# Creating Palm Trees



## veedubb67 (Jul 11, 2003)

Greetings all!
I'm working on a little dio and needed a palm tree. A friend of mine suggested a way of making one with feathers - yes feathers! It actually turned out pretty nice and I wrote a quick article on how I did it. Enjoy!

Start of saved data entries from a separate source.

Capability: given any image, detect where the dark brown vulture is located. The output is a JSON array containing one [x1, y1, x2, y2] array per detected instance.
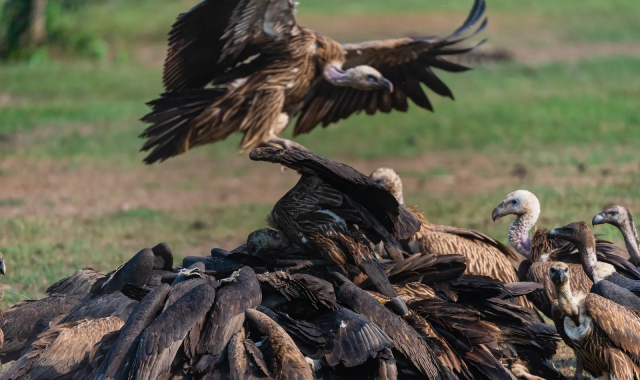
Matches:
[[140, 0, 487, 163], [191, 267, 262, 374], [46, 268, 105, 297], [227, 328, 272, 380], [0, 251, 5, 353], [86, 284, 172, 380], [550, 262, 640, 380], [1, 317, 125, 380], [130, 282, 216, 380], [368, 168, 533, 311], [491, 190, 640, 318], [593, 204, 640, 266], [249, 147, 421, 316]]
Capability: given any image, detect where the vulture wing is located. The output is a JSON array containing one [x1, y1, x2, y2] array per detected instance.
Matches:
[[46, 268, 105, 296], [249, 147, 420, 240], [88, 284, 171, 380], [193, 267, 262, 373], [332, 273, 454, 380], [131, 282, 216, 380], [228, 329, 272, 380], [163, 0, 298, 91], [0, 294, 83, 364], [425, 223, 519, 262], [60, 291, 139, 324], [585, 293, 640, 362], [293, 0, 486, 136]]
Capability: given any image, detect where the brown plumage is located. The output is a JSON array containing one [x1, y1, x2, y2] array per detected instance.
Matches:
[[140, 0, 486, 163], [245, 308, 314, 380], [550, 262, 640, 380], [0, 252, 5, 353], [250, 148, 421, 315], [227, 328, 272, 380], [368, 168, 532, 310], [46, 268, 105, 297], [1, 317, 124, 380]]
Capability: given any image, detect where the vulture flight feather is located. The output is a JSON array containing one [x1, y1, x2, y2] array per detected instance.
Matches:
[[140, 0, 487, 163]]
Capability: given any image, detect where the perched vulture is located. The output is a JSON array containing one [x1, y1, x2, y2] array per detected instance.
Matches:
[[0, 294, 84, 364], [131, 282, 216, 380], [250, 147, 421, 316], [548, 222, 640, 311], [492, 190, 640, 318], [140, 0, 487, 163], [368, 168, 533, 311], [593, 204, 640, 266], [90, 248, 156, 295], [550, 262, 640, 380], [1, 317, 125, 380], [245, 308, 315, 380]]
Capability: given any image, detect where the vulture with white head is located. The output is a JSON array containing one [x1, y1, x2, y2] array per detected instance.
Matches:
[[140, 0, 486, 162]]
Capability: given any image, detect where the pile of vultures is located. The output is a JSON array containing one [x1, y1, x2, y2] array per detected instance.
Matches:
[[3, 0, 640, 379], [2, 149, 640, 380]]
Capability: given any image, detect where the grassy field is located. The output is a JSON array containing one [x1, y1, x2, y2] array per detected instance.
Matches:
[[1, 0, 640, 313]]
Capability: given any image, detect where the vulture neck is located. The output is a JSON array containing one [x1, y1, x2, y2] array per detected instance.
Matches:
[[576, 242, 600, 283], [620, 216, 640, 265], [508, 211, 538, 257], [554, 281, 580, 325], [324, 63, 349, 87]]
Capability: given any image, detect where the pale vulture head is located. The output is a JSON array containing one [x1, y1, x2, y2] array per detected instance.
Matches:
[[325, 64, 393, 92], [592, 204, 631, 228], [369, 167, 404, 205], [491, 190, 541, 222]]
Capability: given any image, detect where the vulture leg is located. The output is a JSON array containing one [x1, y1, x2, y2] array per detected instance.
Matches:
[[573, 359, 584, 380], [260, 114, 311, 153]]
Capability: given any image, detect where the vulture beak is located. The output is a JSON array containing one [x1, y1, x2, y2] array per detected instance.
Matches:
[[548, 228, 560, 239], [491, 203, 505, 222], [550, 269, 566, 283], [0, 256, 6, 275], [380, 78, 394, 93], [592, 212, 605, 226]]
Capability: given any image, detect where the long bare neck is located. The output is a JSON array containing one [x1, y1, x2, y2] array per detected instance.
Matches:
[[509, 211, 538, 257], [620, 217, 640, 265], [555, 281, 580, 323]]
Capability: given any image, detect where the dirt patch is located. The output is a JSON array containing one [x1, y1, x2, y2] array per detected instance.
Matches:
[[0, 149, 634, 219]]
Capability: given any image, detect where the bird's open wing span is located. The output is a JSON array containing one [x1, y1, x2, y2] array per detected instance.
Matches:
[[250, 147, 420, 240], [163, 0, 298, 91], [293, 0, 486, 136]]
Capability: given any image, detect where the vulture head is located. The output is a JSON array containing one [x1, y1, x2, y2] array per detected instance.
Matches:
[[247, 228, 291, 257], [548, 221, 596, 252], [325, 64, 393, 92], [151, 242, 174, 271], [0, 252, 5, 275], [369, 167, 404, 205], [491, 190, 540, 222], [592, 204, 631, 228], [549, 262, 570, 287]]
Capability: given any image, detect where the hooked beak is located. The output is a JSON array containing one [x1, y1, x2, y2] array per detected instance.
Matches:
[[491, 202, 505, 222], [0, 256, 5, 275], [380, 78, 394, 93], [550, 269, 566, 283], [548, 228, 560, 239], [592, 212, 605, 226]]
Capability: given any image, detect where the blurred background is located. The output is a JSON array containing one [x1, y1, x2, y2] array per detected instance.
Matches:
[[0, 0, 639, 305]]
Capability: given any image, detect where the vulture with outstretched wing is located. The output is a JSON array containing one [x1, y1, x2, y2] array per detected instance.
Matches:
[[140, 0, 487, 163], [250, 147, 421, 316]]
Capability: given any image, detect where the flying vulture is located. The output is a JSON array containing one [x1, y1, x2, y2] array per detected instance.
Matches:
[[550, 262, 640, 380], [368, 167, 534, 311], [249, 147, 421, 316], [140, 0, 487, 163], [593, 204, 640, 266]]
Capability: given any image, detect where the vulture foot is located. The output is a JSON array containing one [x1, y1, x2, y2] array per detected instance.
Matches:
[[262, 137, 312, 153]]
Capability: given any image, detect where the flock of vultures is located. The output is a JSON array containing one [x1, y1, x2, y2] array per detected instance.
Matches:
[[2, 0, 640, 379]]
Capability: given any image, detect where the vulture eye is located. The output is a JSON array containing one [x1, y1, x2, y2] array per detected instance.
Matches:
[[510, 199, 519, 206], [366, 74, 378, 82]]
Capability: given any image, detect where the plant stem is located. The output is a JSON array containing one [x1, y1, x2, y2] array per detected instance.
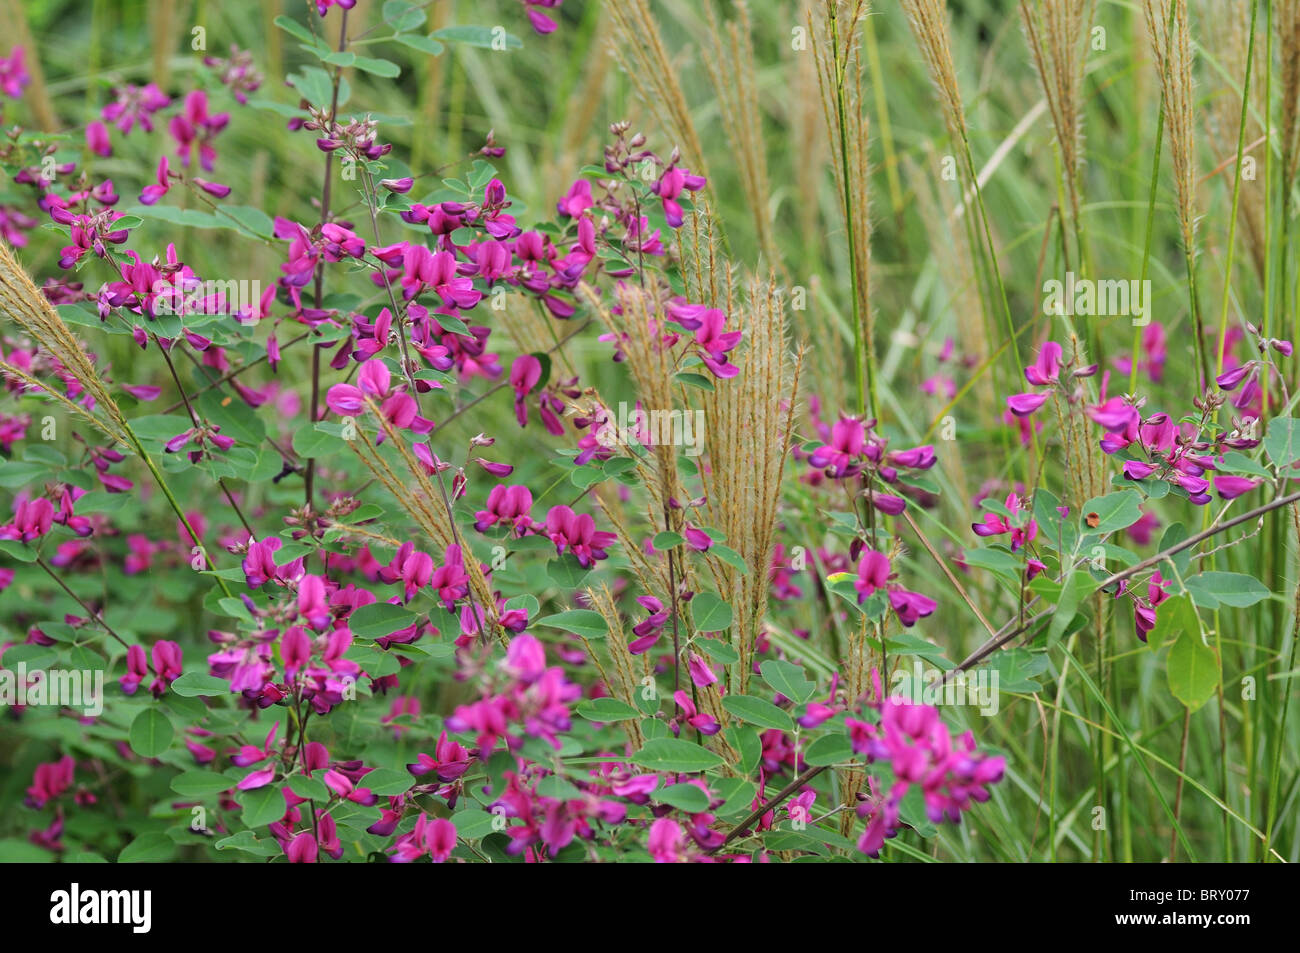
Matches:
[[306, 7, 350, 508], [35, 555, 129, 648]]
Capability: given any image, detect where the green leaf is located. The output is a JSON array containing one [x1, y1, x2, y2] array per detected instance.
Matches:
[[546, 555, 590, 589], [674, 371, 715, 391], [1264, 417, 1300, 468], [239, 784, 286, 828], [986, 649, 1050, 693], [353, 55, 401, 78], [1218, 451, 1272, 478], [695, 638, 739, 665], [709, 544, 749, 574], [1149, 595, 1199, 650], [653, 531, 685, 550], [1184, 572, 1270, 610], [71, 489, 130, 514], [383, 0, 427, 31], [125, 203, 224, 230], [287, 776, 330, 801], [288, 66, 334, 106], [721, 694, 795, 731], [451, 809, 495, 840], [534, 609, 608, 639], [118, 833, 176, 863], [432, 25, 523, 49], [362, 767, 413, 796], [273, 14, 321, 47], [170, 672, 230, 697], [128, 708, 174, 758], [394, 33, 446, 55], [804, 732, 853, 766], [0, 539, 36, 562], [1080, 490, 1143, 534], [654, 783, 710, 813], [223, 205, 275, 239], [1158, 522, 1193, 578], [960, 547, 1023, 580], [713, 777, 758, 816], [215, 831, 281, 856], [348, 602, 418, 640], [0, 460, 53, 487], [760, 659, 815, 704], [1166, 629, 1220, 712], [323, 50, 356, 67], [1048, 568, 1093, 645], [171, 770, 236, 797], [576, 697, 641, 722], [633, 738, 724, 773], [1034, 488, 1076, 552], [691, 592, 733, 632]]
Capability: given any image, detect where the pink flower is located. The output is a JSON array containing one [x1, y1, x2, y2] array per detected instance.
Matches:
[[24, 756, 74, 809], [542, 505, 616, 567], [888, 589, 938, 627], [971, 494, 1037, 551], [139, 156, 172, 205], [674, 690, 720, 735], [1006, 392, 1050, 417], [556, 179, 592, 217], [1024, 341, 1063, 386], [102, 83, 170, 134], [853, 550, 892, 603], [120, 641, 182, 697], [85, 121, 112, 157], [286, 831, 318, 863], [1214, 473, 1259, 500], [647, 817, 688, 862], [474, 484, 534, 534], [650, 165, 706, 228], [389, 813, 457, 863], [0, 46, 30, 99]]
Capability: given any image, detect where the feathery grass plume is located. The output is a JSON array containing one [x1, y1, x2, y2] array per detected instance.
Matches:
[[574, 279, 702, 688], [583, 584, 648, 750], [579, 281, 691, 529], [349, 401, 501, 642], [702, 0, 781, 271], [1204, 0, 1268, 281], [1144, 0, 1209, 380], [0, 241, 129, 444], [898, 0, 1027, 396], [0, 241, 231, 593], [606, 0, 708, 175], [899, 0, 968, 146], [809, 0, 875, 416], [1276, 0, 1300, 373], [787, 17, 843, 399], [1145, 0, 1198, 250], [701, 276, 803, 694], [904, 151, 984, 404], [838, 613, 874, 834], [1280, 0, 1300, 187], [1018, 0, 1097, 258], [675, 203, 738, 314], [791, 25, 830, 261], [674, 210, 803, 692]]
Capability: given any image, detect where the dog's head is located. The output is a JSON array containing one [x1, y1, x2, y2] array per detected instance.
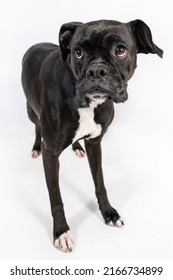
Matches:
[[59, 19, 163, 107]]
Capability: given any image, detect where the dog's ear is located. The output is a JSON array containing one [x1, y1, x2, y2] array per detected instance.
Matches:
[[59, 22, 83, 60], [128, 19, 163, 58]]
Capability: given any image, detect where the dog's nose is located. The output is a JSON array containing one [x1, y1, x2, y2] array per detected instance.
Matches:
[[86, 64, 107, 80]]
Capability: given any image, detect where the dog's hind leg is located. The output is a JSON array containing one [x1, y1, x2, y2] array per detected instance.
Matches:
[[27, 102, 41, 158], [72, 141, 86, 158]]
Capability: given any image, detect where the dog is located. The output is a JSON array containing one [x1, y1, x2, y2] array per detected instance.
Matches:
[[22, 19, 163, 253]]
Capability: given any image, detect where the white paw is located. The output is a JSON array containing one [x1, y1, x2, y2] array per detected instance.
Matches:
[[31, 150, 41, 158], [75, 149, 86, 158], [108, 218, 124, 228], [54, 231, 74, 253]]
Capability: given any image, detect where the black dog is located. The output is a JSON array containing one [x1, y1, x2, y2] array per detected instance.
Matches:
[[22, 19, 163, 252]]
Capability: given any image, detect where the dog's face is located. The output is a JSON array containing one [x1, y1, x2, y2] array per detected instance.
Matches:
[[59, 20, 163, 107]]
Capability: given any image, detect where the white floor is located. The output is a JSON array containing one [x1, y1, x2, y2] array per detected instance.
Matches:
[[0, 0, 173, 261]]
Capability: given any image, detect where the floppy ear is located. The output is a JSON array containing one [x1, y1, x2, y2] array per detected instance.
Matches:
[[128, 19, 163, 58], [59, 22, 83, 60]]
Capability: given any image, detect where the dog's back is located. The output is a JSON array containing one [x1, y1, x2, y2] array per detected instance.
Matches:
[[22, 43, 59, 114]]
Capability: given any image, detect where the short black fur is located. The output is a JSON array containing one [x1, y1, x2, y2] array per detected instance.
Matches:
[[22, 19, 163, 252]]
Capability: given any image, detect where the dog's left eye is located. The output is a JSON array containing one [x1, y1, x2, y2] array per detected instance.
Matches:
[[115, 45, 127, 58], [74, 47, 84, 60]]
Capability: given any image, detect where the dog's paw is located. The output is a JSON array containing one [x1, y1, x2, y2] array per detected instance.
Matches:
[[72, 142, 86, 158], [107, 217, 124, 228], [54, 231, 74, 253], [104, 207, 124, 228], [75, 149, 86, 158], [31, 150, 41, 158]]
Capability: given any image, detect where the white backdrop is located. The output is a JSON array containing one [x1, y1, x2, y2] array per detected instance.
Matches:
[[0, 0, 173, 260]]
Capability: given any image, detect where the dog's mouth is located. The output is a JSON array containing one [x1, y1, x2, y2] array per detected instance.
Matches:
[[85, 91, 110, 106], [76, 83, 128, 107], [86, 92, 109, 101]]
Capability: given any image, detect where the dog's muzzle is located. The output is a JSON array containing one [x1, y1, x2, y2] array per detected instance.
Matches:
[[76, 63, 128, 107]]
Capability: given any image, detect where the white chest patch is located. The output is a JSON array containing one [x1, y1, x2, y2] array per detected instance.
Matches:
[[73, 101, 103, 143]]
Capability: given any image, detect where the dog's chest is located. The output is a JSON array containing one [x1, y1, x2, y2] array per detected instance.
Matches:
[[72, 106, 102, 143]]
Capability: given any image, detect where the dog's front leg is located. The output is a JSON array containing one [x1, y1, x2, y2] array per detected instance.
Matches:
[[84, 139, 124, 227], [42, 144, 74, 252]]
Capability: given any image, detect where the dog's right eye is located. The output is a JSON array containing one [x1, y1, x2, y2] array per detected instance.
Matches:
[[74, 47, 84, 60]]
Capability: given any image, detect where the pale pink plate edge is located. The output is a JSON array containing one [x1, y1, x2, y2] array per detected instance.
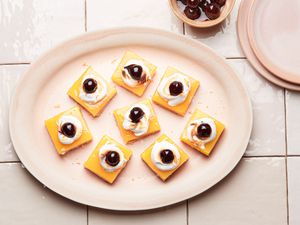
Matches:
[[237, 0, 300, 91], [247, 0, 300, 85]]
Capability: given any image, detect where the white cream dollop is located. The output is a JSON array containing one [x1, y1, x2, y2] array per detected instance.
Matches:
[[121, 59, 151, 87], [98, 143, 127, 172], [122, 104, 150, 136], [187, 118, 217, 150], [57, 115, 83, 145], [151, 141, 181, 171], [157, 73, 191, 106], [79, 72, 107, 104]]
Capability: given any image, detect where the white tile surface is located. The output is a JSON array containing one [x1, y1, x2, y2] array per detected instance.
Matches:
[[287, 157, 300, 225], [189, 157, 287, 225], [0, 65, 28, 162], [0, 0, 85, 63], [89, 203, 186, 225], [286, 91, 300, 155], [228, 59, 285, 156], [87, 0, 183, 33], [0, 163, 86, 225], [184, 0, 244, 58], [0, 0, 296, 224]]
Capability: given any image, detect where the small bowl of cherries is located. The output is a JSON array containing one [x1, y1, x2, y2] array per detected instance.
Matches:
[[169, 0, 236, 28]]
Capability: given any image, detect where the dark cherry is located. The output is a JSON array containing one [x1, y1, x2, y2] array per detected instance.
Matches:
[[105, 151, 120, 167], [196, 123, 212, 139], [129, 107, 145, 123], [204, 3, 221, 20], [184, 6, 201, 20], [125, 64, 143, 81], [187, 0, 200, 8], [214, 0, 226, 7], [83, 78, 97, 93], [169, 81, 183, 96], [199, 0, 209, 10], [177, 0, 187, 5], [160, 149, 175, 164], [61, 122, 76, 138]]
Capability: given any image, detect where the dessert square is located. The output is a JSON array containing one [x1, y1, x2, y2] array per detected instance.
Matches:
[[141, 134, 189, 181], [45, 106, 92, 155], [113, 99, 161, 144], [152, 66, 200, 116], [111, 51, 157, 96], [68, 66, 117, 117], [84, 135, 132, 184], [180, 109, 225, 156]]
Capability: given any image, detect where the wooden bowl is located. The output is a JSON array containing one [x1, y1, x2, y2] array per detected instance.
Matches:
[[169, 0, 236, 28]]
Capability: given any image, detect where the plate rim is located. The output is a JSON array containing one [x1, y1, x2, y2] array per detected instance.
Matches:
[[237, 0, 300, 91], [247, 0, 300, 85], [9, 27, 253, 211]]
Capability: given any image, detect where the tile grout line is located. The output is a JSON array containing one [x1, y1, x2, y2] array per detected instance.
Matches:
[[286, 154, 300, 157], [244, 154, 300, 158], [0, 161, 21, 164], [0, 62, 30, 66], [84, 0, 87, 32], [285, 157, 290, 225], [243, 155, 285, 158], [226, 57, 247, 60], [86, 205, 89, 225], [186, 200, 189, 225], [283, 88, 290, 225]]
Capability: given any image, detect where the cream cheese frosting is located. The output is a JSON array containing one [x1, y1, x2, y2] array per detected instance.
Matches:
[[157, 73, 191, 106], [151, 140, 181, 171], [187, 118, 217, 150], [98, 143, 127, 172], [57, 115, 83, 145], [121, 60, 151, 87], [122, 104, 150, 136]]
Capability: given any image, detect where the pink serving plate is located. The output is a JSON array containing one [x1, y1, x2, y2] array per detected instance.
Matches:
[[248, 0, 300, 84], [237, 0, 300, 91], [9, 27, 252, 211]]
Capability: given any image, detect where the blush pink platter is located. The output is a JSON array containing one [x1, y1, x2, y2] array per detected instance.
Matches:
[[9, 27, 252, 211], [248, 0, 300, 84], [237, 0, 300, 91]]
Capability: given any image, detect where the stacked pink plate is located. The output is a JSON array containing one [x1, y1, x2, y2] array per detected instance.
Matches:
[[238, 0, 300, 90]]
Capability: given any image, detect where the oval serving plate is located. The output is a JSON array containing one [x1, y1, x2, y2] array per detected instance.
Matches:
[[9, 27, 252, 211]]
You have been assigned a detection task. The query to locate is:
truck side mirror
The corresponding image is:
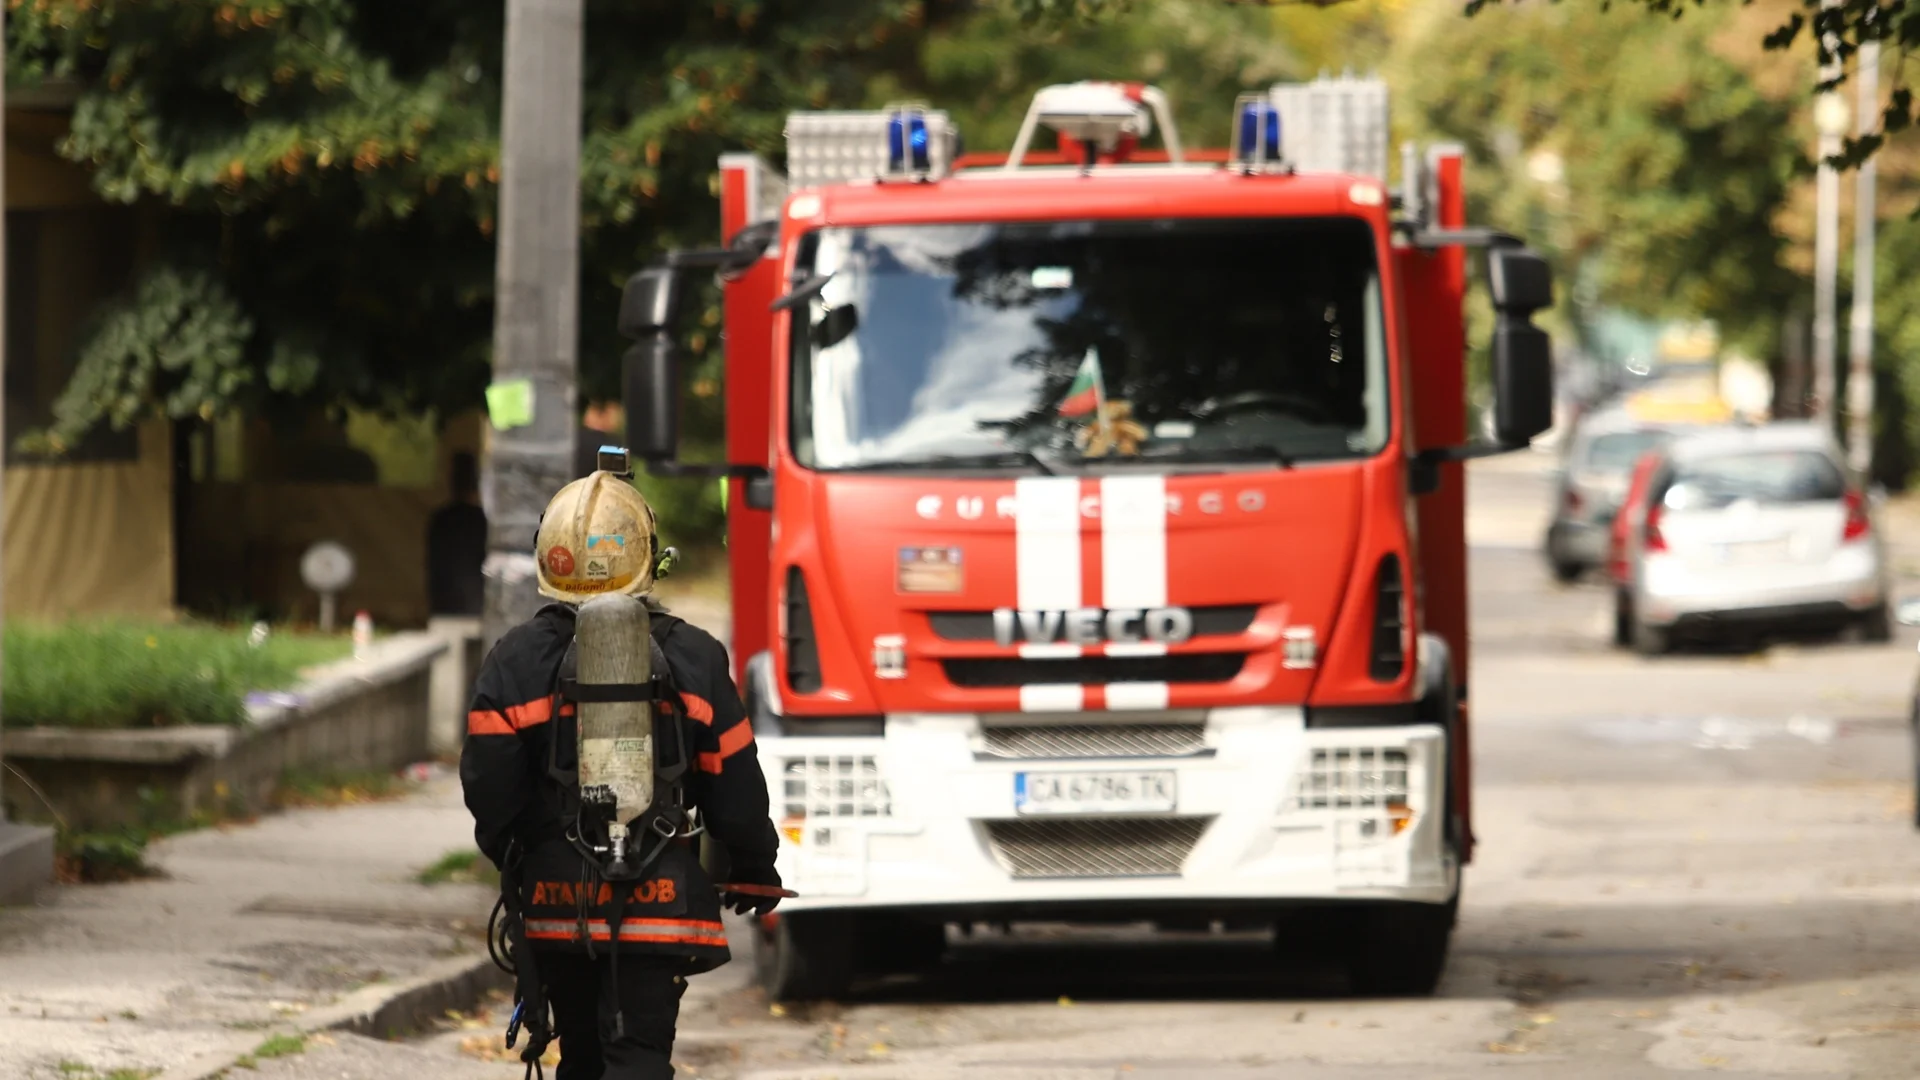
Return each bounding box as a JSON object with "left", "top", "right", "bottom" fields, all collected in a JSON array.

http://www.centennialipms.org/CREATING REALISTIC PALM TREES.doc

Rob


----------



## Gerry-Lynn (Mar 20, 2002)

VeeDubb - Great info - The trees look GREAT! When I read feathers... I thought ... Yeah. Sure? Thanks for the write up.

Gerry-Lynn and Sherry


----------



## free spirit (Aug 4, 2005)

neat idea . the trees look pretty cool .


----------



## Lummox (May 26, 2007)

Very nice work,sir!!!


----------



## roadrner (Jul 21, 1999)

Veedubb67,

Great how to and looks real enough to me. Fantastic job and thanks!. :thumbsup: :thumbsup: rr


----------



## veedubb67 (Jul 11, 2003)

Almost done with the dio (deadline Wed). I'll post some pics when I'm finished.

Rob


----------



## veedubb67 (Jul 11, 2003)

Done! 

I call it "California Dreaming"...


----------



## whitewarrior (Nov 29, 2008)

I knew sooner or later them da* chicken's would be good for something!.


----------



## bucwheat (Mar 9, 2010)

Super nice job!


----------